Patrick has long championed programs that allow parents to use public dollars to send their children to schools outside the traditional public school system, including private schools. But in this session, the case received a new impetus, with more explicit support than ever from the governor. Greg Abbott. Patrick said during his inaugural address earlier this month that he and Abbott are “all in the school choice” and promised they would protect rural schools.

Such legislation is likely to pass in the House of Representatives, where rural Republicans have typically played a key role in blocking school choice proposals. Patrick had an acrimonious relationship with the Speaker of the House.

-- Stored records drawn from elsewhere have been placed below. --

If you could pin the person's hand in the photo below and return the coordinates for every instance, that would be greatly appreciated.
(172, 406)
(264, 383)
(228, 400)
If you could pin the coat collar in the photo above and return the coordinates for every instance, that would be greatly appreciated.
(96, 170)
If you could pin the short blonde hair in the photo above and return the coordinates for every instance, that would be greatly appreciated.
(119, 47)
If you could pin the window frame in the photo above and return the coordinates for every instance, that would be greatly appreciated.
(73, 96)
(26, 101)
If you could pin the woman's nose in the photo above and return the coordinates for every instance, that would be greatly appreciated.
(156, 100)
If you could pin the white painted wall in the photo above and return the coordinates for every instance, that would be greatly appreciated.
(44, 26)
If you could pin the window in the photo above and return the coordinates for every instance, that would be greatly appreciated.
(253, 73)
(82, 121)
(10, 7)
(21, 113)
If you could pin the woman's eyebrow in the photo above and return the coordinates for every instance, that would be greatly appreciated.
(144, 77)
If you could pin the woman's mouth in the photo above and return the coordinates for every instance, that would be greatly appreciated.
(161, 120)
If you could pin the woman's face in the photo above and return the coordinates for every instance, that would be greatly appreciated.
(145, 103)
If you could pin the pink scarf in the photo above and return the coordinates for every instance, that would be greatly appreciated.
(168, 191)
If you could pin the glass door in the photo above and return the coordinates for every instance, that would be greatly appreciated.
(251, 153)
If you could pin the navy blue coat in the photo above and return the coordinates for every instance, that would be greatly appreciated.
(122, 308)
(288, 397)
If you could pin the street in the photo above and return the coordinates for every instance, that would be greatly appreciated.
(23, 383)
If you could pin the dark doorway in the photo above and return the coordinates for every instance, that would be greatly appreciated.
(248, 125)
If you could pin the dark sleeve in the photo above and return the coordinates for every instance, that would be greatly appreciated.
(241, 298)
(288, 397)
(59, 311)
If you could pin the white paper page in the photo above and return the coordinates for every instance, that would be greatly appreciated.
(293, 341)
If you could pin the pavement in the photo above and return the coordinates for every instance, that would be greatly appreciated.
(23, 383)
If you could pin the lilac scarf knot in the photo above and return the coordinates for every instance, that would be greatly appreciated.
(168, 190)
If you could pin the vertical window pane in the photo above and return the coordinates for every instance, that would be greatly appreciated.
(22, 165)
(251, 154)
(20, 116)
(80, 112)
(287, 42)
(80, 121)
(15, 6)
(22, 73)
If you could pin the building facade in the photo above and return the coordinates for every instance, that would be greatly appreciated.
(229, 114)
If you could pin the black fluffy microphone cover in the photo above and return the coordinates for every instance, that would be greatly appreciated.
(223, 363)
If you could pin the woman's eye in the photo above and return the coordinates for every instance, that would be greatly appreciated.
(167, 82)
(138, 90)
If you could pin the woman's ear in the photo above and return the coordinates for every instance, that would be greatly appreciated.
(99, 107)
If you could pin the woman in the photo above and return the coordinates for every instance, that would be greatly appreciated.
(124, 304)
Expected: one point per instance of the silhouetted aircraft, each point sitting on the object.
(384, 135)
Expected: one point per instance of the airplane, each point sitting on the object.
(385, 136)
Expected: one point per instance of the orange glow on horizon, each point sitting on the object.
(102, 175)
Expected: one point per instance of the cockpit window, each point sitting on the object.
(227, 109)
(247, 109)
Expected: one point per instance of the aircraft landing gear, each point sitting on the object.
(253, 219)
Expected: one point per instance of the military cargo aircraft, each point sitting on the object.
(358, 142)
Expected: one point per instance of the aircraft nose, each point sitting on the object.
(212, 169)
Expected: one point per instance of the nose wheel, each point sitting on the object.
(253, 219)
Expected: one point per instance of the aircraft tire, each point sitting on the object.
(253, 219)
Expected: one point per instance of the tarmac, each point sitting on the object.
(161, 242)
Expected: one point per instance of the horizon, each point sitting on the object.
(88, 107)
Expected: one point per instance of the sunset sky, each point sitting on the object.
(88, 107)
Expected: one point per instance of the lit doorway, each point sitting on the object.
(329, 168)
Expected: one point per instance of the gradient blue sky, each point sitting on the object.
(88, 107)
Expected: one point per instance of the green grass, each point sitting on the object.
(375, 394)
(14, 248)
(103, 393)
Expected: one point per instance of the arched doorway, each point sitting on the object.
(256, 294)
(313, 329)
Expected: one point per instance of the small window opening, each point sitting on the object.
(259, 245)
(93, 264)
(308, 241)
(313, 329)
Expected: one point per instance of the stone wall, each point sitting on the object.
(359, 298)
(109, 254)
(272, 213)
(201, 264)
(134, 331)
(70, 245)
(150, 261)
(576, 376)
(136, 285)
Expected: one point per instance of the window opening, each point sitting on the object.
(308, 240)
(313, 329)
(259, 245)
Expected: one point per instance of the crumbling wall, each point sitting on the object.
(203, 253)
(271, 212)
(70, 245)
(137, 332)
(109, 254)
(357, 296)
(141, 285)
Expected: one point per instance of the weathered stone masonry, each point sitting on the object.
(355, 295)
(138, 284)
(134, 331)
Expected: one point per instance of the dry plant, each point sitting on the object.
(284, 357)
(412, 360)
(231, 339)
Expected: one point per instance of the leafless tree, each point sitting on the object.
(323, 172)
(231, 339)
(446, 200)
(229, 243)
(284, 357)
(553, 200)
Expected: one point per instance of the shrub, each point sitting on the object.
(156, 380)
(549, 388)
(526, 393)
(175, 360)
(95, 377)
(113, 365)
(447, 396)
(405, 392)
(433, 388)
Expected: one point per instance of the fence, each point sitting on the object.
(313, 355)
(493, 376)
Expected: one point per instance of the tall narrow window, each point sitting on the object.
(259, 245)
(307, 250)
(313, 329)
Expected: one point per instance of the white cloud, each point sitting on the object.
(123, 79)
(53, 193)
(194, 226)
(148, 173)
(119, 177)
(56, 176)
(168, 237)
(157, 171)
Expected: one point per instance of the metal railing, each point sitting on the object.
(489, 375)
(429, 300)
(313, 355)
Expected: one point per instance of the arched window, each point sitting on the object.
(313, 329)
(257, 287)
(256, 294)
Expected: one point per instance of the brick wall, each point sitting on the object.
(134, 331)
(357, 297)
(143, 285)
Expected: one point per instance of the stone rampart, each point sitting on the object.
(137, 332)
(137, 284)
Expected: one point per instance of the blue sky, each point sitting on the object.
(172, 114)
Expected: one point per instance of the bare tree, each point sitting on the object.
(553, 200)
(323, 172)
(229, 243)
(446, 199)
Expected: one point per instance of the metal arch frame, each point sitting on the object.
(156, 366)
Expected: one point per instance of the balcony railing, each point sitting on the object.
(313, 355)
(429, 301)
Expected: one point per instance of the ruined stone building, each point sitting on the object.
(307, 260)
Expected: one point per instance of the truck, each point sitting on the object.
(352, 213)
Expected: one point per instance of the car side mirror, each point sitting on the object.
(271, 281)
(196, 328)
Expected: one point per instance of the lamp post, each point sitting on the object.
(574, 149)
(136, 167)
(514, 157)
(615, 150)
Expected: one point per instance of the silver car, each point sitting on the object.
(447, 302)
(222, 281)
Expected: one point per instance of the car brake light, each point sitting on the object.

Dade PhelanR-Beaumont, and he signaled on Tuesday that a new conflict could arise as the Senate gets down to business during the 140-day session.

“I look forward to working with the speaker, but I don’t apologize for taking the conservative agenda to the House of Representatives,” Patrick said. “I try to stay out of fights, but I won’t let people stand by and make excuses.”

Recently, Phelan fought off an onslaught by a small group of Republicans in the House of Representatives to ban Democratic committee chairs, a practice that Phelan defends as a healthy tradition. Patrick said he was “eight years ahead of the curve” when he took office in 2015 and significantly reduced the number of Democratic committee chairs in the upper house. On Monday, he unveiled his latest committee appointments, and only one committee, the Criminal Justice Committee, will continue to be chaired by a Democratic senator. John Whitmire Houston.

Patrick defended Whitmire, saying he was the dean of the Senate and, “most importantly,” an expert on prisons. Patrick reiterated that if Whitmire left the Senate—Whitmire was running for mayor of Houston in the November election—the lieutenant governor would replace him with a Republican.

Patrick has said on numerous occasions that he wants to stay out of the House of Representatives, but has suggested there could be conflict if conservative Senate precedence is delayed in a Democratic-led House committee.

“If a Democrat somewhere controls a large committee and we can’t introduce a bill, that’s a problem,” Patrick said. “This is problem.”

In addition to the 2026 election, Patrick spoke in the 2024 presidential election, in which he supported former President Donald Trump’s bid for a comeback. Patrick, who has led both previous Trump campaigns in Texas, was asked about the potential candidacy of Ron DeSantis, the Florida governor who has emerged as Trump’s biggest threat in the primary.

“I just don’t know Ron DeSantis,” Patrick said, before briefly praising his Florida governorship. “I can’t say anything bad about him – I think he did a really good job – but I’m a Trump supporter.”